Given the following chart:
What happens when grouping by 1m is that part of the data is unused/lost, as the time buckets created will be from hh:mm:00.0000
to hh:mm:59.9999
, visual representation below
in my case this means that the difference (between last and first) is computed on the following sets.
00:00:00 | interval 1
00:00:15 | interval 1
00:00:30 | interval 1
00:00:45 | interval 1
00:01:00 | interval 2 --this should be both, end of int 1 and beginning of int 2
00:01:15 | interval 2
00:01:30 | interval 2
In order to solve this, I came up with the following query, in which the difference calculation is performed point by point (therefore no data is lost), and is later aggregated in 1m
intervals.
The problem is that it takes 2-3x more time that the previous query.
SELECT
sum("reads") as "reads"
FROM (
SELECT
non_negative_difference("reads") as "reads"

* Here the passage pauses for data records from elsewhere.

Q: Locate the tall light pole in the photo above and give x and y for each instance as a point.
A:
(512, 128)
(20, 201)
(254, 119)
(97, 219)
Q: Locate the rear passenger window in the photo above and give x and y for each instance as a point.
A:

FROM "$InfluxDB_RetentionPolicy"."sqlserver_database_io_cumulative"
WHERE
time > now() -5m
GROUP BY *
)
GROUP BY
*
,time(1m)
Questions
- Is there a way of having inclusive grouping intervals? (I think not)
- How can this kind of issue be solved? are there other approaches I’m missing?